Wednesday, August 19, 2009

Survivor's Guilt and a Muddled Brain!

I have been writing of late about how hard things are and believe me I am not exaggerating. If anything, knowing me, I am understating things. I feel such powerful emotions and I really feel sick inside. I really feel that the stress of a new position at school is a big part. But, I also think I feel awful that Vicki cannot teach this fall. Right now she would be very excited and preparing to teach. She loved what she did sooo very much. I don't love it nearly as much. That doesn't mean I don't do it well. I relate to students in a meaningful way and can relay information in productive ways. I just feel bad about that....I am doing what she had taken from her! Life just seems to be pressing against me and yet I know if I hang in there, and lower my standards I can be OK! This song by Toad the Wet Sprocket says it well! I'll post the lyrics too!

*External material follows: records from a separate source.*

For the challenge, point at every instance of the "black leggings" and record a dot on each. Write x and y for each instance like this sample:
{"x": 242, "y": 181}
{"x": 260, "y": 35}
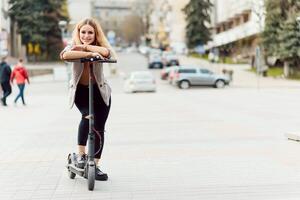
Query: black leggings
{"x": 101, "y": 111}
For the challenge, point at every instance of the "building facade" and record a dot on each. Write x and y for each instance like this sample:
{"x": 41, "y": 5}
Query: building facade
{"x": 235, "y": 27}
{"x": 4, "y": 28}
{"x": 167, "y": 22}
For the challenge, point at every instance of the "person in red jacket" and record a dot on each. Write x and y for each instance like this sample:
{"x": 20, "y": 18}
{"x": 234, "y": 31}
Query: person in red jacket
{"x": 20, "y": 74}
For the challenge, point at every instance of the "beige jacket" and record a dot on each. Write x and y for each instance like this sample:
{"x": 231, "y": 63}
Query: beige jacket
{"x": 77, "y": 69}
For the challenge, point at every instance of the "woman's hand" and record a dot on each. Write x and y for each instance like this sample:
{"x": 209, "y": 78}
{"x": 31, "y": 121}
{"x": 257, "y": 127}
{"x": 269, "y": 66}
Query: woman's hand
{"x": 96, "y": 54}
{"x": 79, "y": 47}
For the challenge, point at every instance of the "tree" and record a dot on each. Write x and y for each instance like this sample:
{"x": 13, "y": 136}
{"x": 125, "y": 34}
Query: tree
{"x": 37, "y": 22}
{"x": 281, "y": 36}
{"x": 198, "y": 17}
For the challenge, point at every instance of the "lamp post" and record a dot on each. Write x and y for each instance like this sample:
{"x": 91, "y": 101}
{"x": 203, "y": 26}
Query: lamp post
{"x": 63, "y": 26}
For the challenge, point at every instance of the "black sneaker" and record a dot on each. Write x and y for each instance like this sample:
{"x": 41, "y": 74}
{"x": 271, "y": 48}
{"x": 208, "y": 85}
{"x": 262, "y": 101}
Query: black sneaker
{"x": 100, "y": 176}
{"x": 81, "y": 161}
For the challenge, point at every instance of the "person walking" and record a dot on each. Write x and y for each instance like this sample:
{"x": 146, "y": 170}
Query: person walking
{"x": 21, "y": 75}
{"x": 5, "y": 73}
{"x": 89, "y": 41}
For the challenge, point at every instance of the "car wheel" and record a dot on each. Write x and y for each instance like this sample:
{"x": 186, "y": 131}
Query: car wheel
{"x": 184, "y": 84}
{"x": 220, "y": 84}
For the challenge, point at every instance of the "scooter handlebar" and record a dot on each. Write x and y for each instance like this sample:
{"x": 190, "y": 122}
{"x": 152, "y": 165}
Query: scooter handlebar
{"x": 93, "y": 59}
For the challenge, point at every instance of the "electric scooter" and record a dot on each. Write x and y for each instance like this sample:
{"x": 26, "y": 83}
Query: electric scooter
{"x": 90, "y": 167}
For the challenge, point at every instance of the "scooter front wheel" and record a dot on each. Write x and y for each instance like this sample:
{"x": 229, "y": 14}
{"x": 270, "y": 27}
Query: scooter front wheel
{"x": 71, "y": 174}
{"x": 91, "y": 175}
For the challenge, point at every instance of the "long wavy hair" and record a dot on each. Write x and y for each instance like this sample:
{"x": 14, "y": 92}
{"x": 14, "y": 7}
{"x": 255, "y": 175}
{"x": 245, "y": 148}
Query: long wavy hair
{"x": 100, "y": 39}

It's hard to rely on my good intentions
When my head's full of things that I can't mention
Seems I usually get things right
But I can't understand what I did last night

It's hard to rely on my own good senses
When I miss so much that requires attention
Have to laugh at myself sometimes
And I can see that I'm not blind

There's little relief
Give us reprieve
For all the things I've left behind
I'm positive that I'm not blind

I'm not afraid things won't get better
But it feels like this has gone on forever
You have to cry with your own blue tears
Have to laugh with your own good cheer

It's hard to rely on my good intentions
When my head's full of things that I can't mention
Seems I usually get things right
But I can't understand what I did last night

There's little relief
Give us reprieve
Imagining the world outside
I'm positive that I'm not blind

I can't be hard on you
'cause you know I've been there too
Learned a lot of things from you

But life gives little relief
Give us reprieve
And when everyone is cold as ice
I clinch my fists and close my eyes
Imagining the world outside
But I can see that I'm not blind"


This picture was in Vicki's desk when I cleaned it out after Christmas. It had a post-it on the back from a fellow teacher who wrote, "Vicki...I thought this picture of you was really pretty...plus how often does someone take our pictures at work! Have a good year!

1 comment:

  1. man you nailed that one... and GREAT song. this new year OUR band needs to start working the Toad the Wet Sprocket vein cuz their stuff is SPOT on. thank you.